You have got to be kidding me?

Someone showed me a link this week to a program called Piccure designed to remove camera shake and motion blur from photographs. If this was an iPhone app, aimed at cleaning up those shaky images shot in nightclubs it’d be brilliant. Phone cameras just can’t deal with low light situations. But it’s not. This is a plug in for Photoshop Elements and Lightroom. It’s marketed at people with enough interest in photography to have bought an image editing package.

I quote from the website:

“Correct camera shake in a matter of seconds – save time, money and frustration.”

Seriously? I think this is just encouraging people to not learn the basics, to just spend more money on a plugin that will attempt to fix it after the fact in Photoshop. If you really want to “save time, money and frustration” just get to know your camera and learn the exposure triangle.
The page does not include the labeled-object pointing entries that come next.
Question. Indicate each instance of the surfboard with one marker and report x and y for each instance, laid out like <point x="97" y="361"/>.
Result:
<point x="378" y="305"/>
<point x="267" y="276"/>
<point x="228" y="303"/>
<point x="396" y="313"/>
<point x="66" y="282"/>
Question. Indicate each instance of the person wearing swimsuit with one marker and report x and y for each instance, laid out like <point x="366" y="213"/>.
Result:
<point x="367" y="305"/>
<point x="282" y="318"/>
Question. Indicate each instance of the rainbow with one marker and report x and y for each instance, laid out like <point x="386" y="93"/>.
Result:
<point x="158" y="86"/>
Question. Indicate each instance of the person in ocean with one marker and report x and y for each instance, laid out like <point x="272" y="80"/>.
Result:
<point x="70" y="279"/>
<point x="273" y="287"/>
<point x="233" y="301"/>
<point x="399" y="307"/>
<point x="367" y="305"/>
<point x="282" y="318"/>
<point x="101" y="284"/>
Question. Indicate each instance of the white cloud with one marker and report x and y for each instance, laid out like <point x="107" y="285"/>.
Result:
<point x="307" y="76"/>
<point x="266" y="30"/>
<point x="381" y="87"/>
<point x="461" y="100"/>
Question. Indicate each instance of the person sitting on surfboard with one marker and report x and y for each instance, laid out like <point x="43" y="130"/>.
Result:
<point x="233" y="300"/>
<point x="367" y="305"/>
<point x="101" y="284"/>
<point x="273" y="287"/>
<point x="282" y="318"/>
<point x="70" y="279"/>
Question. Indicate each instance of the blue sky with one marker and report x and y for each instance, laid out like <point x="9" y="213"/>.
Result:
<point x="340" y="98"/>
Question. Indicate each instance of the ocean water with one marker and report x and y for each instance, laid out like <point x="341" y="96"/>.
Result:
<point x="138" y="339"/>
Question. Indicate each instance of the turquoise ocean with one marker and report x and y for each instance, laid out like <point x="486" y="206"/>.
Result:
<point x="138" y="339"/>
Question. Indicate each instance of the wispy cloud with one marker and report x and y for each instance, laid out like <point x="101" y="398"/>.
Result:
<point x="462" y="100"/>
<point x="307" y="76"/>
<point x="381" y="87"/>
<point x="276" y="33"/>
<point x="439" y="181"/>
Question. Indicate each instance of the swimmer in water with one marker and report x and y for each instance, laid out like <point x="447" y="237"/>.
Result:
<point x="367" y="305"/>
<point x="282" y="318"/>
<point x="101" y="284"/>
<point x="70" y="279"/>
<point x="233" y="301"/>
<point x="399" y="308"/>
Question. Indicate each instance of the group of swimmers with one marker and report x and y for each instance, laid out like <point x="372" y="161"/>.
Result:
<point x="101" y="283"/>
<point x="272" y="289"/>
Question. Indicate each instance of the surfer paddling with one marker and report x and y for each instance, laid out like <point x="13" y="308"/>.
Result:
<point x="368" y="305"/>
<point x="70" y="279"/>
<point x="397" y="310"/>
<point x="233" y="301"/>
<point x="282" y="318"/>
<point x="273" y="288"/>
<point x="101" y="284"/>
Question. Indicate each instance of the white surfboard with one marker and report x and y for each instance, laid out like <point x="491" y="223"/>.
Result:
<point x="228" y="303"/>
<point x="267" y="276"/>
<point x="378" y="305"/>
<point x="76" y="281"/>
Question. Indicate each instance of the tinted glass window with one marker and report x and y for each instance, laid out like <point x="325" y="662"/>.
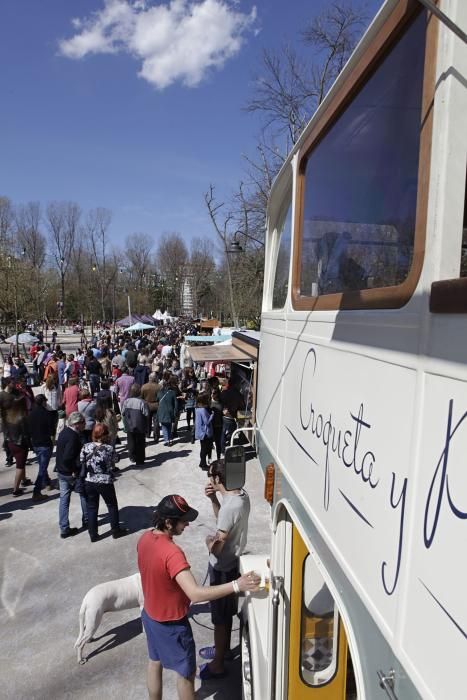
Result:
<point x="318" y="629"/>
<point x="361" y="180"/>
<point x="281" y="276"/>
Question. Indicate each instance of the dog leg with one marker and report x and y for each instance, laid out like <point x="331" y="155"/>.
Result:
<point x="92" y="621"/>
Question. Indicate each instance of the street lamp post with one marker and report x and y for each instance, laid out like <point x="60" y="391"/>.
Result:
<point x="62" y="290"/>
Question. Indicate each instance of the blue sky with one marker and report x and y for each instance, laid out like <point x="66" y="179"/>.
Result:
<point x="134" y="106"/>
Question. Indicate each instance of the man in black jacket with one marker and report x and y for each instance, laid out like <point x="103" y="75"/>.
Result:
<point x="41" y="427"/>
<point x="68" y="468"/>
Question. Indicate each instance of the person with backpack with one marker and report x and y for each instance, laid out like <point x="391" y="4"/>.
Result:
<point x="203" y="429"/>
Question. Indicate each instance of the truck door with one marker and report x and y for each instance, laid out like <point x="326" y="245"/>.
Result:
<point x="319" y="665"/>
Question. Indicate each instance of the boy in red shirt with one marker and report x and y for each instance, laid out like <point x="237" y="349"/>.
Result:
<point x="168" y="587"/>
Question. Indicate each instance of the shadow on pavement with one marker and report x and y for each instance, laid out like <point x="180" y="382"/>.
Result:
<point x="136" y="517"/>
<point x="25" y="502"/>
<point x="122" y="633"/>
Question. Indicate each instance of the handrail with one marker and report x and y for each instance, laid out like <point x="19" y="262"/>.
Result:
<point x="430" y="5"/>
<point x="277" y="586"/>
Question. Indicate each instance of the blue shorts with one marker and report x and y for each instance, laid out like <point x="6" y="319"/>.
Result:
<point x="223" y="609"/>
<point x="172" y="644"/>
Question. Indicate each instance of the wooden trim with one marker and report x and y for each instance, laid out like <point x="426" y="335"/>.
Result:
<point x="449" y="296"/>
<point x="398" y="295"/>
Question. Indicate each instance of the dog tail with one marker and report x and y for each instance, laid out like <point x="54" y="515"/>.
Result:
<point x="82" y="628"/>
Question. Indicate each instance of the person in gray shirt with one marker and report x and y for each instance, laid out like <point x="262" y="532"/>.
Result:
<point x="225" y="548"/>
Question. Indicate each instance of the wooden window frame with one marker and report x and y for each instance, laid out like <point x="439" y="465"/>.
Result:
<point x="394" y="296"/>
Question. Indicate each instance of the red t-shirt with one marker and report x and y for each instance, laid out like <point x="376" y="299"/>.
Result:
<point x="70" y="399"/>
<point x="159" y="561"/>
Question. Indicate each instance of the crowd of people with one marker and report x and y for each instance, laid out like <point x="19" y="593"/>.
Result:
<point x="141" y="385"/>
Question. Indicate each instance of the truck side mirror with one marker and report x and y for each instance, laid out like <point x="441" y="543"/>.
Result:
<point x="235" y="472"/>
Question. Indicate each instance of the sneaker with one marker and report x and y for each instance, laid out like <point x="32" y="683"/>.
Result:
<point x="71" y="532"/>
<point x="121" y="532"/>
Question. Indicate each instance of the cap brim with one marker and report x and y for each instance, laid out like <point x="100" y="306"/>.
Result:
<point x="189" y="516"/>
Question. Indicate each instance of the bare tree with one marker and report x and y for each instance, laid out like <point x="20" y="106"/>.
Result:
<point x="138" y="248"/>
<point x="96" y="230"/>
<point x="62" y="221"/>
<point x="221" y="220"/>
<point x="6" y="221"/>
<point x="290" y="89"/>
<point x="31" y="244"/>
<point x="30" y="239"/>
<point x="201" y="271"/>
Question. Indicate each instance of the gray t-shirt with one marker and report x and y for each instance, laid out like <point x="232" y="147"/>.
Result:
<point x="232" y="518"/>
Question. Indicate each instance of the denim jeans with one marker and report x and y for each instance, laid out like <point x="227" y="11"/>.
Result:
<point x="167" y="431"/>
<point x="94" y="383"/>
<point x="156" y="427"/>
<point x="107" y="491"/>
<point x="43" y="458"/>
<point x="67" y="485"/>
<point x="228" y="427"/>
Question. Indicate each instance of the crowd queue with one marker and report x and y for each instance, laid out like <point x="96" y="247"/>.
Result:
<point x="147" y="383"/>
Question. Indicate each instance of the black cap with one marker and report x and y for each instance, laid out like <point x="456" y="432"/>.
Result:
<point x="175" y="506"/>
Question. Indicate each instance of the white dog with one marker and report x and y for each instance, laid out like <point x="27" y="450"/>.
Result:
<point x="121" y="594"/>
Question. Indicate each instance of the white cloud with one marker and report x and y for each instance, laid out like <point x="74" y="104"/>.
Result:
<point x="178" y="41"/>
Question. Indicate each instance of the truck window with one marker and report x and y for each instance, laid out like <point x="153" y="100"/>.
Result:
<point x="282" y="253"/>
<point x="360" y="180"/>
<point x="320" y="623"/>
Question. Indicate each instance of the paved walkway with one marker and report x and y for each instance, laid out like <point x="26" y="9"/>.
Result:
<point x="44" y="579"/>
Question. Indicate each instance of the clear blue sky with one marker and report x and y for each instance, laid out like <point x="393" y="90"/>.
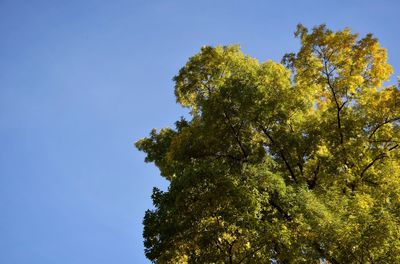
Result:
<point x="82" y="80"/>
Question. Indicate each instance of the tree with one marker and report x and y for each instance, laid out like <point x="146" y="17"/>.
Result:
<point x="292" y="162"/>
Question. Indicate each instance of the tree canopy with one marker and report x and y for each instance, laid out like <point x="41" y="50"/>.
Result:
<point x="291" y="162"/>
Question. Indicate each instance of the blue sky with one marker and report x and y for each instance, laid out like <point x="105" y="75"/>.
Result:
<point x="82" y="80"/>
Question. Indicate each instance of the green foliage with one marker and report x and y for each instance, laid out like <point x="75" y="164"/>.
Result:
<point x="286" y="163"/>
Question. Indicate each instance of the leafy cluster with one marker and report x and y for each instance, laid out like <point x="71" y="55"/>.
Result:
<point x="292" y="162"/>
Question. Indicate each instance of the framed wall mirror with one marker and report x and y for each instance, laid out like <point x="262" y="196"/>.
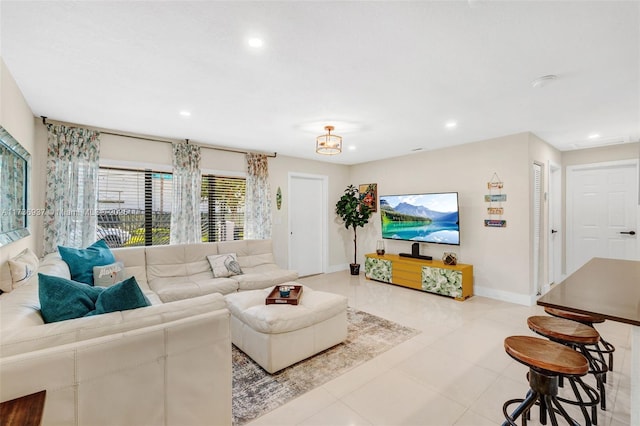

Dig a little deeper on the site and you get to this:

“For example, if you shoot a subject that is far away with a tele lens and you select a long exposure (e.g. 1/50), your image may be blurry because your camera has moved a little during the 1/50 seconds.”

It’s blurry because hand holding a long lens steady at 1/50th isn’t possible, even if you’re Joe McNally, but you do not need to buy Photoshop plugins. You can fix this easily by opening your aperture and/or upping your ISO.

This is clever technology but you really don’t need to spend £80 on it. Instead invest a little time in learning. There are plenty of free resources online, in fact you can even find a few tips on getting sharper shots right here.

So please, save your money and educate yourself instead with a few ebooks from Craft & Vision instead.